As far as Lightning Bolt Physics not covered in RAW, I would suggest that DMs consider allowing it, to a point. Part of what makes D&D impressive, especially the dice and pencil offline version as opposed to video game D&D, is the limitless possibilities for problem solving. Where solutions to video game problems are limited by the algorithms of the coders, players in offline D&D can create solutions never envisioned by the game designers or even the DMs.
Completely eliminating the creative application of Lightning Bolt Physics would also eliminate the creativity and problem-solving capabilities of the players. The other side of the coin, however, is that too much Lightning Bolt Physics leads to having the game bogged down with mathematical calculations, Lightning Bolt Math, and debating over what would and would not work with players that are commonly referred to as rules lawyers.
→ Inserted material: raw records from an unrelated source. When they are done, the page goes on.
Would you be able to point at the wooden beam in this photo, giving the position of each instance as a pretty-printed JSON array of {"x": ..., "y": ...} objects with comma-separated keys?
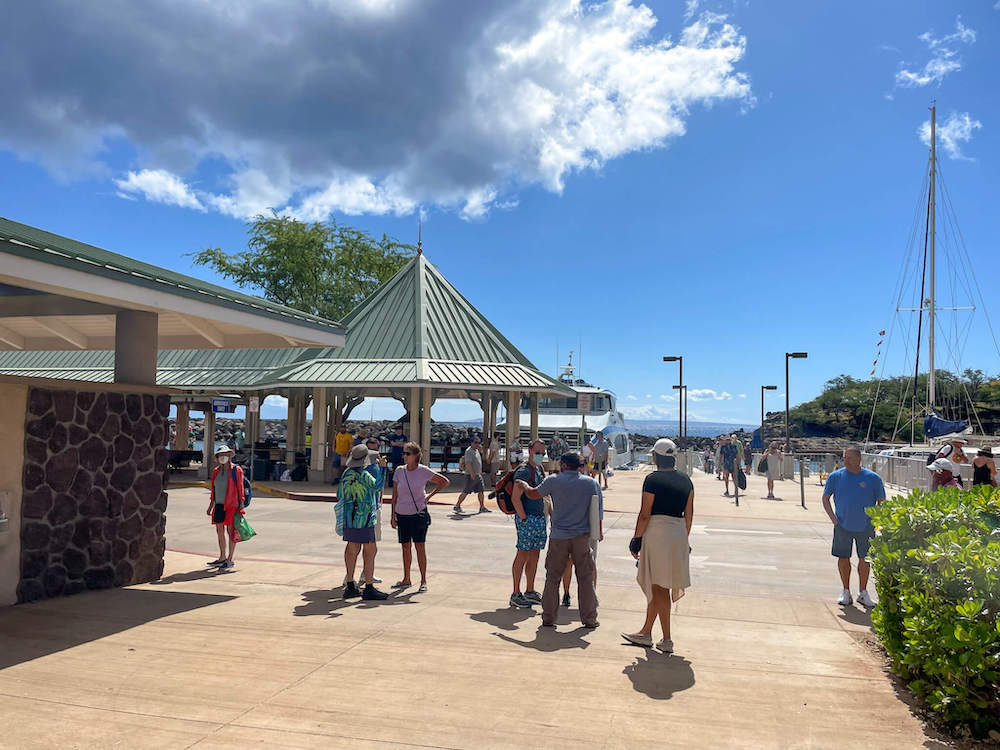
[
  {"x": 64, "y": 331},
  {"x": 11, "y": 338},
  {"x": 204, "y": 329}
]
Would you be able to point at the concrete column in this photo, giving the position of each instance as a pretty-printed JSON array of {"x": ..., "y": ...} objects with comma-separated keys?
[
  {"x": 414, "y": 431},
  {"x": 182, "y": 424},
  {"x": 135, "y": 347},
  {"x": 427, "y": 399},
  {"x": 513, "y": 418},
  {"x": 317, "y": 462},
  {"x": 208, "y": 445},
  {"x": 534, "y": 417}
]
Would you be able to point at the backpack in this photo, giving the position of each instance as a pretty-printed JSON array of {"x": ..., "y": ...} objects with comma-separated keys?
[{"x": 504, "y": 490}]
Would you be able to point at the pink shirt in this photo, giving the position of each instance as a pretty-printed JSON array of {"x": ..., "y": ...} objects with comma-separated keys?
[{"x": 403, "y": 481}]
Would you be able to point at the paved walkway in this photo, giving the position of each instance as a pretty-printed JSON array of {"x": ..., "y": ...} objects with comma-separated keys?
[{"x": 270, "y": 656}]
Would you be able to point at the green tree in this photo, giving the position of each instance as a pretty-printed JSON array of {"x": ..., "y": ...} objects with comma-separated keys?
[{"x": 321, "y": 268}]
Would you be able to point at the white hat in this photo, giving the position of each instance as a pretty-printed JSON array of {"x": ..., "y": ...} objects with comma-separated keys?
[
  {"x": 941, "y": 464},
  {"x": 664, "y": 447}
]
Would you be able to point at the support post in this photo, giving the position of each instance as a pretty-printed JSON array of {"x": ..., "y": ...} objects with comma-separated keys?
[{"x": 135, "y": 347}]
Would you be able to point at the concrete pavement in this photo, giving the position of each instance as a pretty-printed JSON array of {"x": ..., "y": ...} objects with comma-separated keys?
[{"x": 270, "y": 656}]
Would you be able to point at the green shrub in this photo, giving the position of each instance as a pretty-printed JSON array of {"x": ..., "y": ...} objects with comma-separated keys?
[{"x": 936, "y": 564}]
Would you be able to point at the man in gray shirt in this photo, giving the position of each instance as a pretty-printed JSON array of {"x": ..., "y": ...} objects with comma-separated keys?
[
  {"x": 473, "y": 476},
  {"x": 571, "y": 494}
]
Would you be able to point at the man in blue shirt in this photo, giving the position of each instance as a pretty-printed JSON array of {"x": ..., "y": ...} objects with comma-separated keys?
[
  {"x": 853, "y": 490},
  {"x": 569, "y": 537}
]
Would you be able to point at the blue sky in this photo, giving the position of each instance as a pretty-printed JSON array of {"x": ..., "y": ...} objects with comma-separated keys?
[{"x": 725, "y": 181}]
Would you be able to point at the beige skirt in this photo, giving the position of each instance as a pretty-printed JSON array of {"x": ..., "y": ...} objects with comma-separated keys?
[{"x": 663, "y": 560}]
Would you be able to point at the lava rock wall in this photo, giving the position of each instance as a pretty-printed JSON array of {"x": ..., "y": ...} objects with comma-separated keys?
[{"x": 94, "y": 502}]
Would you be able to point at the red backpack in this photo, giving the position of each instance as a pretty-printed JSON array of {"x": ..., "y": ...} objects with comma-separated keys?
[{"x": 504, "y": 490}]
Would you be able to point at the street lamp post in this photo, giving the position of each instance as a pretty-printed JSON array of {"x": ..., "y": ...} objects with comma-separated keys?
[
  {"x": 762, "y": 389},
  {"x": 680, "y": 382},
  {"x": 789, "y": 355}
]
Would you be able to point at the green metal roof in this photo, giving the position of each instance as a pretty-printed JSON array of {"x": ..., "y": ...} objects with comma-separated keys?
[{"x": 36, "y": 244}]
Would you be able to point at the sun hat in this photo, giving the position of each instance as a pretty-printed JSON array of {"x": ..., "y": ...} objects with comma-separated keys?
[
  {"x": 358, "y": 456},
  {"x": 941, "y": 464},
  {"x": 664, "y": 447}
]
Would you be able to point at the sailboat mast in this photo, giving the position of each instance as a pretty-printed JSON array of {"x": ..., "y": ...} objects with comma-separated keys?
[{"x": 931, "y": 298}]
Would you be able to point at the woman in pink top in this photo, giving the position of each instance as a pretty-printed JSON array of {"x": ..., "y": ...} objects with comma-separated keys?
[{"x": 410, "y": 516}]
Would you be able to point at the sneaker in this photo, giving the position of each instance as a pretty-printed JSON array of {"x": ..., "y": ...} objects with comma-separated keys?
[
  {"x": 638, "y": 639},
  {"x": 520, "y": 600},
  {"x": 351, "y": 591},
  {"x": 373, "y": 594},
  {"x": 865, "y": 600}
]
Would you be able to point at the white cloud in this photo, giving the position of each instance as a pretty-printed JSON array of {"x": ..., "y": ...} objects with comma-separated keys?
[
  {"x": 159, "y": 186},
  {"x": 944, "y": 57},
  {"x": 952, "y": 133},
  {"x": 707, "y": 394},
  {"x": 339, "y": 107}
]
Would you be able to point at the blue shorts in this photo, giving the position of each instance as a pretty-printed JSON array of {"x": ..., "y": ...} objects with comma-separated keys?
[{"x": 530, "y": 532}]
The solution to this is simply balance and trust. The DM needs to maintain a balance between player creativity and the ability of the game to flow in a timely manner. The players need to trust that the DM has good judgement regarding this balance and that he or she actually will be fair and have their best long-term interests at heart. If they cannot give the DM this trust, they should find a new DM.